Methods: Data for all patients with AS treated as inpatients between 01/01/1987 and 31/12/2008 were extracted from the Swedish National Hospital Discharge Registry (SNHDR). The data in the registry are collected prospectively, recording all inpatient admissions throughout Sweden. The SNHDR uses the codes for diagnoses at discharge according to the Swedish versions of the International Classification of Diseases (ICD-9 and ICD-10).

Results: During the years from 1987 to 2008 17,764 patients with AS were treated as inpatients; of these 724 patients were treated due to spinal fractures. The annual number of cervical, thoracic and lumbar fractures in the registry increased until 2008 (r = 0.94).

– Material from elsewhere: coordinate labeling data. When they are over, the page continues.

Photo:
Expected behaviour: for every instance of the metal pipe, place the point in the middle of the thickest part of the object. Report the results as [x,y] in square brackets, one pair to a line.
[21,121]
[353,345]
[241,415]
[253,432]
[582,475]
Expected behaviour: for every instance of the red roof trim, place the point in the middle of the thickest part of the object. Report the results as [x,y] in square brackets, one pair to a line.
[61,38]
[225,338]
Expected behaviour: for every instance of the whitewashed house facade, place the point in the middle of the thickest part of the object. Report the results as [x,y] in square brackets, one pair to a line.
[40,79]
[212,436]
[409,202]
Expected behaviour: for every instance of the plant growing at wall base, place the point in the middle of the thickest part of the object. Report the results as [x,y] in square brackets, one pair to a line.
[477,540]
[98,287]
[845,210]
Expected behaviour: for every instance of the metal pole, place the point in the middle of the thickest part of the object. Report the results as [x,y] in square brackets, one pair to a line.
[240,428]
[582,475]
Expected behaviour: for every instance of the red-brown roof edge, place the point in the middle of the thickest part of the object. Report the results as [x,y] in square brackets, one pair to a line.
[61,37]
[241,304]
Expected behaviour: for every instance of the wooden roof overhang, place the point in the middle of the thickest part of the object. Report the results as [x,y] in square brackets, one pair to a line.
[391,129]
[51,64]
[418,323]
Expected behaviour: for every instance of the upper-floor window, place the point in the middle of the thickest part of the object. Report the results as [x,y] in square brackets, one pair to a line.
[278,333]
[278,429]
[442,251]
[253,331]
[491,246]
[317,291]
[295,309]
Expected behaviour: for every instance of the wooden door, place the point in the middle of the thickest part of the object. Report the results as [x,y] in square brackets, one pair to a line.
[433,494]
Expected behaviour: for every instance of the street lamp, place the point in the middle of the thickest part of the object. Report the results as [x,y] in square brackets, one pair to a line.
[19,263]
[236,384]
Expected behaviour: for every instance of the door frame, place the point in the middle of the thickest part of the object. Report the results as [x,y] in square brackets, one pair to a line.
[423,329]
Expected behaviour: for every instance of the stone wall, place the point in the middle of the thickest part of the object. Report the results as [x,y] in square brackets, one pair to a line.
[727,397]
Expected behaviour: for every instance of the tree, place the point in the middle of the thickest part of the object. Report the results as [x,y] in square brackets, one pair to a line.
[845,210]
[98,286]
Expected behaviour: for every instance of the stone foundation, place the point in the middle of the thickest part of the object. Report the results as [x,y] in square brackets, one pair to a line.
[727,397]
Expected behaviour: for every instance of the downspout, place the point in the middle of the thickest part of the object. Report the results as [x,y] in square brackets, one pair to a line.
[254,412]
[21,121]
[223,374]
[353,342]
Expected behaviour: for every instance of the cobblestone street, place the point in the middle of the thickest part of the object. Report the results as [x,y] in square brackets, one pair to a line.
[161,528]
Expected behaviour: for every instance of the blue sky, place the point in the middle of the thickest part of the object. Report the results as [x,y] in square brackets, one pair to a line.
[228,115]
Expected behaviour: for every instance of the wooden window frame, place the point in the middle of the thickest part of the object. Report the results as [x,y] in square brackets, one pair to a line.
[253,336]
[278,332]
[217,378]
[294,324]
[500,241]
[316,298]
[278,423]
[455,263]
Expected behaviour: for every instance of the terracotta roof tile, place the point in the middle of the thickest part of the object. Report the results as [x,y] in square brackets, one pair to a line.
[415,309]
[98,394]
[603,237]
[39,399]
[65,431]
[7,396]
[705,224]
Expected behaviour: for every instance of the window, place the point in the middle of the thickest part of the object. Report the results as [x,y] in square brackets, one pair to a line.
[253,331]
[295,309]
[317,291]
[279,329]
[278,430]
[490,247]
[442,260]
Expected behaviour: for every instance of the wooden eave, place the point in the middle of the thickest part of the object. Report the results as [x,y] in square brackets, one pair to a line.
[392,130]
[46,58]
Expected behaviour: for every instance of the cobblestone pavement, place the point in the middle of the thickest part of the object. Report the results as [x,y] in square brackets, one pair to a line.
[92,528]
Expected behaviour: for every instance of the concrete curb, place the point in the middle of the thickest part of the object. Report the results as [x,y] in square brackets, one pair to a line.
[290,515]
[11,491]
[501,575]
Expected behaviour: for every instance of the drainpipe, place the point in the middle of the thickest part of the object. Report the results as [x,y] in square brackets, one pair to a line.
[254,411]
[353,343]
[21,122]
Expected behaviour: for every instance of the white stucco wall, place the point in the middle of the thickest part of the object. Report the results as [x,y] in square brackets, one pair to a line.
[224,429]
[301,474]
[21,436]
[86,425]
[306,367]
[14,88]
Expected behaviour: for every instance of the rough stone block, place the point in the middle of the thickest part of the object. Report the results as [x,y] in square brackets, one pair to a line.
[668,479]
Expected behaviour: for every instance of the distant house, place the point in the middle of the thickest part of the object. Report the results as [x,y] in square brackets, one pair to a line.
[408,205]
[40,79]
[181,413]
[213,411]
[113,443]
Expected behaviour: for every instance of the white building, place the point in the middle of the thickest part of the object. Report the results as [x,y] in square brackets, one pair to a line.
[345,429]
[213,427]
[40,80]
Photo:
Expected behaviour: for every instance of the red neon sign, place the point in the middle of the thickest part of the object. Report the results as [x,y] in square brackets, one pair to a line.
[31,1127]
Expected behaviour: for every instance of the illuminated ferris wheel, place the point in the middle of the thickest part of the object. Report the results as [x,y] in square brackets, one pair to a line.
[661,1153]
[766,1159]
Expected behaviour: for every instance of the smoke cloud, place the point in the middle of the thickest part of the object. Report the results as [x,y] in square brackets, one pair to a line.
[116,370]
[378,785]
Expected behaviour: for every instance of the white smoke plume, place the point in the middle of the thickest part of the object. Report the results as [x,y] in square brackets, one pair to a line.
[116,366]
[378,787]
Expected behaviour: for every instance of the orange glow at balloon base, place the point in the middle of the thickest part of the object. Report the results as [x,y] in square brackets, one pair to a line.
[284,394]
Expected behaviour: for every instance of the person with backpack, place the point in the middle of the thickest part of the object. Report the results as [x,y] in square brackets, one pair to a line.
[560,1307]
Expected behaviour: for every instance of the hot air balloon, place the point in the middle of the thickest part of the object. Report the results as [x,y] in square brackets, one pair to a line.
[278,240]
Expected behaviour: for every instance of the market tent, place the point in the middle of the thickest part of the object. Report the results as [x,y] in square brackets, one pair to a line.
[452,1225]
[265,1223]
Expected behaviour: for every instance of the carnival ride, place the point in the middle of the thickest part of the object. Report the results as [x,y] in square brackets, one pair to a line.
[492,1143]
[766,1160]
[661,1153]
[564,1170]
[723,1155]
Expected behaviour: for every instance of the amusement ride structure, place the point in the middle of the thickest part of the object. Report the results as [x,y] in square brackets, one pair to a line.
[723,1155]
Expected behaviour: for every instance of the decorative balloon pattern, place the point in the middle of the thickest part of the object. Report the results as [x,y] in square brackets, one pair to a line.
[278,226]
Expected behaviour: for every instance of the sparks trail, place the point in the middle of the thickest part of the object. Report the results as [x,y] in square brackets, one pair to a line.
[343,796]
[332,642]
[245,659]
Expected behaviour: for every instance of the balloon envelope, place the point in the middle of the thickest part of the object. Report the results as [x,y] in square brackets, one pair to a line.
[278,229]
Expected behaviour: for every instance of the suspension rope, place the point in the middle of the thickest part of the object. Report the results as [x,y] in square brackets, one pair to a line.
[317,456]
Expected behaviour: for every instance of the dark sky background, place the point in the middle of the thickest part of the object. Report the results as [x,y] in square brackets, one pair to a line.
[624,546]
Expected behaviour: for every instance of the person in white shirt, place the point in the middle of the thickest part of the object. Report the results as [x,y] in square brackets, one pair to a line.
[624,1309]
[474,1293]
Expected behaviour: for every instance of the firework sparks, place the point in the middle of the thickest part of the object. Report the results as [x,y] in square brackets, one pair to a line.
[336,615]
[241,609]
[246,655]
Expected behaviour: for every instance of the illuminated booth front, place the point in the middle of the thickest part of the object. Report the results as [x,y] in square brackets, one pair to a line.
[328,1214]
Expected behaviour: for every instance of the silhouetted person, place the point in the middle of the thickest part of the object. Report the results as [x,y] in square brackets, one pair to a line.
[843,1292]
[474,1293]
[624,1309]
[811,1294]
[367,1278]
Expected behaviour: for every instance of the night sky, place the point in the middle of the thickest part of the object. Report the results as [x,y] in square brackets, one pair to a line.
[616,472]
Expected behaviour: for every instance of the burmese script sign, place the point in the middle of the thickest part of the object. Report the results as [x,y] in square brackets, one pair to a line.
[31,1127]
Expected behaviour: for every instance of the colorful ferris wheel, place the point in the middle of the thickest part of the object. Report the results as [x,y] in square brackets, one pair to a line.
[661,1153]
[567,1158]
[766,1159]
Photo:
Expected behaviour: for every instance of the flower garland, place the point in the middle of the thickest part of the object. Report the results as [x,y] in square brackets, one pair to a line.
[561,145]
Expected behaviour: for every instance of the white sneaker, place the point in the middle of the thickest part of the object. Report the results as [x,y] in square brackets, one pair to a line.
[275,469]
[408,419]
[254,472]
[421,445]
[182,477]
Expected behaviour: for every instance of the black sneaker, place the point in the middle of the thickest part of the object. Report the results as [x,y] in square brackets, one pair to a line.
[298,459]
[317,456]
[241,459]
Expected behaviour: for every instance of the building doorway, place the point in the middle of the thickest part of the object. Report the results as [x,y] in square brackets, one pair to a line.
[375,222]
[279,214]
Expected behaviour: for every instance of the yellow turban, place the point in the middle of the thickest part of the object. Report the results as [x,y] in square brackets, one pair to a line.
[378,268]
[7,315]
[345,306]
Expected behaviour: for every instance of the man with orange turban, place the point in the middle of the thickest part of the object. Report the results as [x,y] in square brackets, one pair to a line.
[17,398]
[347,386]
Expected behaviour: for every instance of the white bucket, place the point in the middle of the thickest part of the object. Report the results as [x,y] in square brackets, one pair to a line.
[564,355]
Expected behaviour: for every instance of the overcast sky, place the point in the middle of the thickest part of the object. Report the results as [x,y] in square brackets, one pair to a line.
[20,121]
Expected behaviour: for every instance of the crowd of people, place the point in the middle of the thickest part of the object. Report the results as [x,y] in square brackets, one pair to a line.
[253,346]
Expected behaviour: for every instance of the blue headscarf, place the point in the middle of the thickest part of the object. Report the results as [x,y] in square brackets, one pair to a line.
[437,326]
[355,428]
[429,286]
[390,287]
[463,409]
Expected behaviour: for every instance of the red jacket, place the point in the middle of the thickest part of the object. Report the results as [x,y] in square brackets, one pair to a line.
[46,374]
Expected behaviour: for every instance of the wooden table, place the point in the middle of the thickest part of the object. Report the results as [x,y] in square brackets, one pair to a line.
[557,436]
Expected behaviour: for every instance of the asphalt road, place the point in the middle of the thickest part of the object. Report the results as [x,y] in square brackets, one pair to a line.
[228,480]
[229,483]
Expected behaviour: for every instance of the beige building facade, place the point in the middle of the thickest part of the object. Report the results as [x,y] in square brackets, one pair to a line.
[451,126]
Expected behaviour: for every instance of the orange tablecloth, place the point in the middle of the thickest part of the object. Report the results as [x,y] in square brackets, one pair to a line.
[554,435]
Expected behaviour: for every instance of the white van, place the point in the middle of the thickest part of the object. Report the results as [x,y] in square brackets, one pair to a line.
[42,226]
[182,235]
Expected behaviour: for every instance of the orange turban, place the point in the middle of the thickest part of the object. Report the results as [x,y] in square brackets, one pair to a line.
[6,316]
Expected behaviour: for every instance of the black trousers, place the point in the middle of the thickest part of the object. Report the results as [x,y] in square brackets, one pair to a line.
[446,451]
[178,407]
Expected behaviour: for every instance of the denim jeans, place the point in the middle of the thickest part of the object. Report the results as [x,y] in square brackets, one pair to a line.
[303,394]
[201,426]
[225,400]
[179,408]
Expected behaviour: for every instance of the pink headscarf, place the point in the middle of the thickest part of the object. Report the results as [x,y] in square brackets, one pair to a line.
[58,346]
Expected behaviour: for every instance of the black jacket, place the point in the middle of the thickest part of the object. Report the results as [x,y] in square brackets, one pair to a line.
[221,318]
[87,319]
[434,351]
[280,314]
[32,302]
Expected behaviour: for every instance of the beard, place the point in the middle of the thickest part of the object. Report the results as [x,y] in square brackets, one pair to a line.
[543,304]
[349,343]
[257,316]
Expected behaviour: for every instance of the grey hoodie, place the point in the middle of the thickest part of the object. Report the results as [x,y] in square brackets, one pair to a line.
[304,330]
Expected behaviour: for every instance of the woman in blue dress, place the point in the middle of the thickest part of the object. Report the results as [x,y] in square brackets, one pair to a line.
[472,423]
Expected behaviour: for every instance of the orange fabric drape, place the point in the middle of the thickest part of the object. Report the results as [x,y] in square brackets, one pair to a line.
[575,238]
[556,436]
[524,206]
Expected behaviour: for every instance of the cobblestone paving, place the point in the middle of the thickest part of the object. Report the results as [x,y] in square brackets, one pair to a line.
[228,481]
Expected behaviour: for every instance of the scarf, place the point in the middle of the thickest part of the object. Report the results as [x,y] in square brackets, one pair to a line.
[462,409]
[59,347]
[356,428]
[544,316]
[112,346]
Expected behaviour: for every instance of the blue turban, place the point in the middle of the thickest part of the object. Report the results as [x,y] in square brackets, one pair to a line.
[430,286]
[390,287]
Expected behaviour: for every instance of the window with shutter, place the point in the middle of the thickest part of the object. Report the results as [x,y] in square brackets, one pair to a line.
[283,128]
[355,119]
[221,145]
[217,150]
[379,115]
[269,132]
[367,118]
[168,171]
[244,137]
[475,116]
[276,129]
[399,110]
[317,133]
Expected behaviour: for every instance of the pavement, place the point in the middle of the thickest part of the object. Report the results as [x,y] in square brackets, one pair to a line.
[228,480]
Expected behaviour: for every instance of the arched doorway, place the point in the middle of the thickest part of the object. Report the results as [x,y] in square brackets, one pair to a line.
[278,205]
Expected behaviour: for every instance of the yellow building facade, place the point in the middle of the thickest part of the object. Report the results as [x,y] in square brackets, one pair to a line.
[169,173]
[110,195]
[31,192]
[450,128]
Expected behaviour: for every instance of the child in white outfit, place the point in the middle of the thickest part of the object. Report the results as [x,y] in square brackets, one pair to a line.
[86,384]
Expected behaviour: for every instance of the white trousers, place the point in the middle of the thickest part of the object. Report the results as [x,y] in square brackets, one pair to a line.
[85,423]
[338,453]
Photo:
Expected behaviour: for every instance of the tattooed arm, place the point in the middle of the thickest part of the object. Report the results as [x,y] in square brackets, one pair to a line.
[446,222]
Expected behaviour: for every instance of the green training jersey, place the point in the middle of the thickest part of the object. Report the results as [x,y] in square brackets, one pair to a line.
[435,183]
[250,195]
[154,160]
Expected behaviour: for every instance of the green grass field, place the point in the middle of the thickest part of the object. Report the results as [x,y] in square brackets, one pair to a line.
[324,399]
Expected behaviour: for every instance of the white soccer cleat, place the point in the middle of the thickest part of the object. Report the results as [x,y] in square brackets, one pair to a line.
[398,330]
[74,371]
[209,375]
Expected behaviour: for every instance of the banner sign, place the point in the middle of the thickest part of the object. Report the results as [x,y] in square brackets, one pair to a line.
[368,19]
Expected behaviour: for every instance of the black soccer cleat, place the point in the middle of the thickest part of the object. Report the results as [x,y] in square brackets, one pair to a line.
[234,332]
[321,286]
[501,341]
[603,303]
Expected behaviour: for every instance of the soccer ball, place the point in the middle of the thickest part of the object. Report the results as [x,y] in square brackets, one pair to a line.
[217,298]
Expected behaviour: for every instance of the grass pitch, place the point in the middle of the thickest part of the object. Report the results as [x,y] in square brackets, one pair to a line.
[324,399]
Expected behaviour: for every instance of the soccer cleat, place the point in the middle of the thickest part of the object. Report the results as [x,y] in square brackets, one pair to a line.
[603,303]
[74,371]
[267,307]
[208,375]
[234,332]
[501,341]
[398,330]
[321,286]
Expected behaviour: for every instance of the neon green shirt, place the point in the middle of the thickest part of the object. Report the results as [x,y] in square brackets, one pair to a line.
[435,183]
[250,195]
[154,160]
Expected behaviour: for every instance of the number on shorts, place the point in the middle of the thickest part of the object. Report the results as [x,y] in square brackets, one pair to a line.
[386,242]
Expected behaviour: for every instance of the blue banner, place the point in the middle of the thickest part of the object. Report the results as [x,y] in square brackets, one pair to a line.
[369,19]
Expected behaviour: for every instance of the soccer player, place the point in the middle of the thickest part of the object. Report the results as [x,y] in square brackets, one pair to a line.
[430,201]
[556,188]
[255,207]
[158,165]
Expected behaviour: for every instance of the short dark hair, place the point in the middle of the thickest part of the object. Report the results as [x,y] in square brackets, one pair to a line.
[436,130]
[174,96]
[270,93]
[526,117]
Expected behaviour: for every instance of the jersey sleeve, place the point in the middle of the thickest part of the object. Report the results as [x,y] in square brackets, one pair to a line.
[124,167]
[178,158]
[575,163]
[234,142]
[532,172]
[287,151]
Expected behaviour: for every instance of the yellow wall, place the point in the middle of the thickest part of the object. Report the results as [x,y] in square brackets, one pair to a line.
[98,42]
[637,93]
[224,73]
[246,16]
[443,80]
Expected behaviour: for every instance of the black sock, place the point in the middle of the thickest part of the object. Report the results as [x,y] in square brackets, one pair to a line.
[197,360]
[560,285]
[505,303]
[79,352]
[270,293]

Conclusions: Despite the improved treatment of AS the annual number of vertebral fractures requiring inpatient care increased during the last two decades. Possible explanations are population growth, greater awareness of fractures, improved diagnostics, improved emergency care reducing fatalities, and a higher activity level of patients receiving modern medical therapy. Obviously the improvement of medical treatment did not reduce the susceptibility of these patients to unstable fractures. Thus the restrictive injury prevention recommendations for patients with AS cannot be defused, but must be critically revised to improve patient safety.